Anion exchangers Tulsion A-233U (Thermax Ltd, India), Lewatit K6367 (Lanxess Deutshland GmbH, Germany), AMP (SE Smoly, Ukraine) and Purolite A660/4759 (Purolite Ltd, United Kingdom) were used in this work. Specification of these resins from manufacturers is presented in Table 1. All anion exchangers were converted to carbonate form by contact with ammonium carbonate solution (150 g L−1) during 24 h. Sorption of uranium was carried out from liquors, which were obtained by carbonate leaching of uranium from peat ore of the Shu valley (near the border of Kazakhstan and Kyrgyzstan) [11]. The content of elements (compounds) in leach liquors was (mg L−1): 80 U, 3860 Na2CO3, 218 S, 286 Mg, 180 Si, 122 Al, 31 Ca. The concentration of humic substances (mainly in the form of sodium humate) was about 7000 mg L−1.

Table 1 Main characteristics of anion exchangers

Uranium sorption was carried out in static and dynamic modes. The experiment in the static mode was led in a cylindrical closed vessel with volume 0.25 L at room temperature and constant stirring. The weight of the resin in air-dry state was 50 mg. A single load volume of leach liquors was 0.1 L. The phases contact time was 24 h. At the end of the experiment, the anion exchanger was separated from liquid phase by filtration, and solutions were analyzed for uranium content by ICP-AES. According to results of analysis, exchange capacity values of anion exchangers for uranium was calculated. After sorption and separation from solutions, the saturated anion exchange resin was transferred to a heat-resistant beaker and washed with water in several stages with constant stirring. Then, a two-stage desorption of uranium was carried out by use ACBM solutions as stripping agent. Sum concentration of ammonium carbonate and ammonium bicarbonate in these solutions were 100–200 g L−1. The volume of the stripping solution at each stage was 0.1 L. The process of uranium desorption was carried out with constant stirring and a temperature of 40–45 °C. The total desorption time was 4 h. After desorption, the anion exchanger was separated from pregnant solution and was washed with water in several stages with constant stirring. Then the resin was regenerated (washed from humic acids). The mixed solution 2% NaOH + 10% NaCl was used to remove absorbed humic substances from anion exchanger phase. The process of resin regeneration was carried out in a beaker for 4 h at room temperature and under constant stirring. Fresh portions of regenerating solution (volume 0.1 L) were filled into beaker every 1 h. After regeneration, the resin was washed with water, converted to the carbonate form and sent to the next stage of sorption. In this work, 10 cycles of “sorption–desorption—regeneration of the resin” were carried out. For comparison, 10-cycles series of “sorption–desorption” (without regeneration) experiments were led.

The sorption process in dynamic mode was carried out in a laboratory vertically located column. To determine yield curves of the sorption, 5 mL of the swollen anion exchanger was loaded into the column. Leach liquors were filtered continuously through a column at a constant rate of 0.025 L h−1 using a peristaltic pump. The filtrate (the solution leaving the column) was collected in fractions of 0.05–0.2 L and then was analyzed for uranium content by the ICP-AES method. The sorption process was finished after uranium concentrations equalizing in the solution at the inlet and outlet of the column.

The desorption process in a dynamic mode was carried out in a laboratory vertical column with a jacket using ACBM solutions (100–150 g L−1).

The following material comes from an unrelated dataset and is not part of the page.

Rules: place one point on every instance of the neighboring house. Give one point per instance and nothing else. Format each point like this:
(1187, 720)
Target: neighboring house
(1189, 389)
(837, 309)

A sample of saturated anion exchangers in a volume 5 mL was loaded into the column. The feeding of the eluents was carried out continuously with constant rate of 1 column volume for 1 h. The eluates fractions were collected, and then were analyzed for uranium content by the ICP-AES method. To ensure the maximum recovery of uranium, the elution process with ammonium carbonate/bicarbonate solutions was carried out in two stages at a temperature of 40–50 °C. A solution of ACBM with a concentration of 100 g L−1 was used at the first desorption stage. The ratio of the volume of liquid and solid phases in the first stage of desorption was 2:1. A concentration of ACBM in elution solution was 150 g L−1 at the second elution stage. Desorption was stopped when the concentration of uranium in pregnant solution decreased to a value less than 50 mg L−1. Pregnant solutions obtained during two stages of desorption were combined and cooled at room temperature. As a result, ammonium uranyl carbonate (AUC) crystals were formed. Pregnant solution was held for 12 h and then AUC crystals were separated by vacuum filtration. The uranium content in filtrate was determined by ICP-AES. The anion exchanger after desorption was washed with water and sent for regeneration (remove of humic acids).

After desorption, a sample of anion exchanger with a volume 4 mL (in the swollen state) was taken from the total volume of the resin. Then this sample was sent for regeneration. The regeneration process of anion exchangers in dynamic mode was carried out in a laboratory vertical column. The mixed solution 2% NaOH + 10% NaCl was used to remove humic substances from anion exchanger. The solution was fed to the column continuously at a constant rate of 4 mL h−1 (1 column volume for 1 h). Liquid and solid phases ratio during regeneration was 4:1. The total time of the process was 4 h. Samples of anion exchanger before and after regeneration were washed with distilled water, converted to carbonate form and used for sorption of uranium from leach liquors in static mode. Experiments were performed according to the method described above.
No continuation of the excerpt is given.